I went down to the room where they were getting him ready for embalming. He’d been drinking at the lake just a few hours earlier and then dove off a dock and never came up. To stand there and picture the parallels and imagine myself lying there was strange indeed.

(Grrrrr… hit submit instead of preview)

Still, strange as the experience was, I’m sure it pales in comparison to the prospect of hearing a relative’s name mentioned, especially that of your child. My guess would be, Quasi, that your boy got a big hug that night when you got home.

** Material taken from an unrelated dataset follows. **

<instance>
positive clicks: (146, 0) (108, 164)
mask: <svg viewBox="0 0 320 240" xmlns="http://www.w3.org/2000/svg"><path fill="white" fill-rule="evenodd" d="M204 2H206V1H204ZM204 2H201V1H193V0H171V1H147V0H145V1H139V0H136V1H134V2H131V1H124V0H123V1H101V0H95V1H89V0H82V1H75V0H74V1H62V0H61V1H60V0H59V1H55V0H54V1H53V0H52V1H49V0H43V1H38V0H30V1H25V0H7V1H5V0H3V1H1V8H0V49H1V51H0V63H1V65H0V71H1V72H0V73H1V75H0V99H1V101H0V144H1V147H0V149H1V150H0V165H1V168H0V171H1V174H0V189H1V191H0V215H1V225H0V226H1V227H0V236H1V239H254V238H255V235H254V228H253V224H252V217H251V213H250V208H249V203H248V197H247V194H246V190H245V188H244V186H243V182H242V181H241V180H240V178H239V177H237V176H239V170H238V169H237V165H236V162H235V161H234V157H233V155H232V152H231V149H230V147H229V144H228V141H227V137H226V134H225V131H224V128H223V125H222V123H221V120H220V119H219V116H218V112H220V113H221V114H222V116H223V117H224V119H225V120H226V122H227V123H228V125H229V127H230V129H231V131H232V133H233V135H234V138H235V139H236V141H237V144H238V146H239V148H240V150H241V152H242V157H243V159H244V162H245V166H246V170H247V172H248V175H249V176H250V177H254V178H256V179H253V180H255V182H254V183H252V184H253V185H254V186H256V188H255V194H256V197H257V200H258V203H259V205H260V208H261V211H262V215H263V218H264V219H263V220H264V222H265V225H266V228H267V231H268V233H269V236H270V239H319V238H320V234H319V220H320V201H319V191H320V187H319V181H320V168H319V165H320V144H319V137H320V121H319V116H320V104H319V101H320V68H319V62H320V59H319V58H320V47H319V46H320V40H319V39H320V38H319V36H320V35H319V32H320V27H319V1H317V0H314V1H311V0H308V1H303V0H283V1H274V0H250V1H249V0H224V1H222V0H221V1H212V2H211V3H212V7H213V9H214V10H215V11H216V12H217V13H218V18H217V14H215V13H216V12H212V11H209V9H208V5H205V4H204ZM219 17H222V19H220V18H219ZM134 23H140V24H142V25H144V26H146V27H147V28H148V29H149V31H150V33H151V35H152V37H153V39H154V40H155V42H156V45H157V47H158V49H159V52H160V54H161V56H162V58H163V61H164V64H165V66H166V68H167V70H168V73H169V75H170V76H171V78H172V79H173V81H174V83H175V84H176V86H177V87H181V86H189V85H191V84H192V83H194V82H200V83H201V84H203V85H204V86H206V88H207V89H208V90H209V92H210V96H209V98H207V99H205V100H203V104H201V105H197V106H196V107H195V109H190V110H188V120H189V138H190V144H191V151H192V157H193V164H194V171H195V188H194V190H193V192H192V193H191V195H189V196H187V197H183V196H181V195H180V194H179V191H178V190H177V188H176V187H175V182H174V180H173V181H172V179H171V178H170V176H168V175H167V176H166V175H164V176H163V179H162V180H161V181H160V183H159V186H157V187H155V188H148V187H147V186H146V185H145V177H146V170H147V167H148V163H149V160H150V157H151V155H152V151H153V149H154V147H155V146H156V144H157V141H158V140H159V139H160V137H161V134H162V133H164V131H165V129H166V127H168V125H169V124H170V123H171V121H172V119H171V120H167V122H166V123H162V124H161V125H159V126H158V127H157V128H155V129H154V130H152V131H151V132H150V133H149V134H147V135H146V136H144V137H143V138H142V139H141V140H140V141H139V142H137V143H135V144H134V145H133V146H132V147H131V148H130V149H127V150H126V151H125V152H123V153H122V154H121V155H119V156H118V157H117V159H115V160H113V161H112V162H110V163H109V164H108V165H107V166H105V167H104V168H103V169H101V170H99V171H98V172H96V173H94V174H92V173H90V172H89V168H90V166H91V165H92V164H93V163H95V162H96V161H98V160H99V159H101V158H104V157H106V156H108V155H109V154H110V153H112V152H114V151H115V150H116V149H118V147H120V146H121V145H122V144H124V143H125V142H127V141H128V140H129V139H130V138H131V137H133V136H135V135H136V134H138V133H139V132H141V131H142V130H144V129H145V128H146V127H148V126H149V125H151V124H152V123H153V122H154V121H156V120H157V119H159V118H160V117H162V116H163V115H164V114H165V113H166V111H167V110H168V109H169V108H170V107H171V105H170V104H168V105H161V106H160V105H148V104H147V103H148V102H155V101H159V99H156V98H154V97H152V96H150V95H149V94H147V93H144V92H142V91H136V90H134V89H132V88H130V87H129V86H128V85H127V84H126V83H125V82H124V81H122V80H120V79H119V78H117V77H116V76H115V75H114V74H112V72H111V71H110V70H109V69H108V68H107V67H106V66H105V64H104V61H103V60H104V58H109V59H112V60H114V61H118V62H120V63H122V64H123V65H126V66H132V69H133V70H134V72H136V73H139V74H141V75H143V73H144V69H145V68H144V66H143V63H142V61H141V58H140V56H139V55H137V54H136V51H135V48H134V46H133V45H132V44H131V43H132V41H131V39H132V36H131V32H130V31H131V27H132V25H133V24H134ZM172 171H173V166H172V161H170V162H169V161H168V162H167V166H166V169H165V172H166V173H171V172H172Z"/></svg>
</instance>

I hope a little humor is okay.

During college I worked as a night call Lab Tech at a small hospital. Also had to days on the weekends.

So one Saturday afternoon, in comes a couple wanting their blood drawn for a premarital Hinton (syphilis screener). I could have told them to come back during the week, but what the hell, it was slow.

So, I sat 'em down in those student chairs we had in that part of the lab. You know those things. They have a little built-in table on your right, to write upon, prop a book on, etc. The chairs were about a yard or so apart, facing each other.

Okay.

So I draw the blood from the guy, and then start with the woman. Got about half of a redcap tube-ful when out of the corner of my eye, I see the guy, still seated in the chair, but now starting to keel over. (No shame here. Some people pass out over things like this.)

I whipped the needleout of the woman, tossed everything in the lab basket and caught the guy just before he fell to the floor.

Just as I got him propped up, there goes his fiancee into a faint. I rush to her, prop her up, the guy starts keeling over again.

I run back to him, and by now I’m laughing my ass off, wishing there was someone else who could see this uproariously funny farce playing out.

I had to run back and forth a couple of times more and finally got 'em both into our blood donor room - which was very close by - and managed to get each of them lying down on separate cots until they recovered.

Made my day.

You should have just shoved one of the chairs to the other so your syncoptic duo would be self-supporting. :smiley:

That’s probably what I did do - before getting them into the donor room. :stuck_out_tongue:

It’s been a long time - late 50’s, early 60’s - so I don’t remember all the details.

Aw, geez, Quasi, what a scary thing! I’m SO glad it wasn’t your son.